Palavras-chave: Família, Pais, Criança, Transtornos psiquiátricos, Prontuários.
ABSTRACT
This research aimed to analyze the relationship between the referral of children to psychological service and the presence of psychiatric disabilities in parents. A search was conducted in records of children referred to the Psychological Service in a Mental Health public service in São Paulo State. Four categories appeared: presence of mental illness in one of the parents diagnosed with CID; presence of mental illness in any family member living with the child; reference to mental illness in one of the parents, without clinical diagnosis; problems in family environment.

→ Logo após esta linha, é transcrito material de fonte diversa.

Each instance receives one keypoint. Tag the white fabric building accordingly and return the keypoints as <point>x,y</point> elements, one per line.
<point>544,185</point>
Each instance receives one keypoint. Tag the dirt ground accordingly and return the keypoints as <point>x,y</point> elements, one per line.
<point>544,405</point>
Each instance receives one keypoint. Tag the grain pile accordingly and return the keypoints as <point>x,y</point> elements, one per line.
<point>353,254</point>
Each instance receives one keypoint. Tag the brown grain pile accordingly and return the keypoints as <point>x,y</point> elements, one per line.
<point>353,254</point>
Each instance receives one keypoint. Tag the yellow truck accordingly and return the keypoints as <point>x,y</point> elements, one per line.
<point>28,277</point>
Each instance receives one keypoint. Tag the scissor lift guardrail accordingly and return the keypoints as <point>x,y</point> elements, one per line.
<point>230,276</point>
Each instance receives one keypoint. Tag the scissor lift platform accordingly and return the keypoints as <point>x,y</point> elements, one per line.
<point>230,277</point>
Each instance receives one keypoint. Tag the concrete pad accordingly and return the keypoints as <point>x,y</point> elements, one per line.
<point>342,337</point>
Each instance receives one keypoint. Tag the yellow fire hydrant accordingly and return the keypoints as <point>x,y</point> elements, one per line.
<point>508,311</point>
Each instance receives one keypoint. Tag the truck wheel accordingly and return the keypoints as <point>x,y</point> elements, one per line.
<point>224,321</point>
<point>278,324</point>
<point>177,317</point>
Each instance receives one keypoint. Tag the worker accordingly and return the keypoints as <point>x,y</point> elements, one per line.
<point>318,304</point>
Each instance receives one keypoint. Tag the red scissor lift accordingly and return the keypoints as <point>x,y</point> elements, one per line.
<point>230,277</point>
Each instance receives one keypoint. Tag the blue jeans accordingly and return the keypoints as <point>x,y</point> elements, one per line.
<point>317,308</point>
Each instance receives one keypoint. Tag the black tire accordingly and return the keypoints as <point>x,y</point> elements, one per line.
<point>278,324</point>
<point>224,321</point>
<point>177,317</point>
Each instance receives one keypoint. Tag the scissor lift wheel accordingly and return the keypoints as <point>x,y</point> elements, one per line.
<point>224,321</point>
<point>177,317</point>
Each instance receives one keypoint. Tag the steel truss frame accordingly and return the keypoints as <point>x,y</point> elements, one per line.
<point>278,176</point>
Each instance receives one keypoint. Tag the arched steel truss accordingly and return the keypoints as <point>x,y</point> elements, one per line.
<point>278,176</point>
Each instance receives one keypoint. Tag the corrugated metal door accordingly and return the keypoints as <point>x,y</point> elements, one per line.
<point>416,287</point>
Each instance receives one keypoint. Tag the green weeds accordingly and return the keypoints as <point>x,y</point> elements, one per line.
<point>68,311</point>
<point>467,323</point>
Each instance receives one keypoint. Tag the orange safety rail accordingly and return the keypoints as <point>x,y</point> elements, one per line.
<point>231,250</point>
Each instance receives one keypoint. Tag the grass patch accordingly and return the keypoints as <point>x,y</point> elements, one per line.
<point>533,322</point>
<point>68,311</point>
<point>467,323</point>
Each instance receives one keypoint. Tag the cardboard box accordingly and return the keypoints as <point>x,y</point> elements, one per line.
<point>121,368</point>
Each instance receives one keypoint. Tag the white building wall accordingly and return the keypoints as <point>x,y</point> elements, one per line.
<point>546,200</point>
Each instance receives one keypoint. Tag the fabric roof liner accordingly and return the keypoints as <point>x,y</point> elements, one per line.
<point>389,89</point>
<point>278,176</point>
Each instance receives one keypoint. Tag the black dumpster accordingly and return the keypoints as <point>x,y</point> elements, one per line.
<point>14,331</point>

There seems to be a significant relation between symptoms presented by children and family environment, involving mental illness, as well as the risk for abuse. The need for a family intervention approach is stated, including preventive actions in health and education.
Keywords: Family, Parents, Child, Psychiatric disabilities, Records.
1 Introdução
A literatura psicanalítica, desde as primeiras publicações de Freud, despertou-nos para a importância que as experiências infantis possuem no desenvolvimento psíquico da criança, além de sustentar a estrita necessidade da família enquanto suporte e núcleo organizador para o desenvolvimento emocional dos filhos.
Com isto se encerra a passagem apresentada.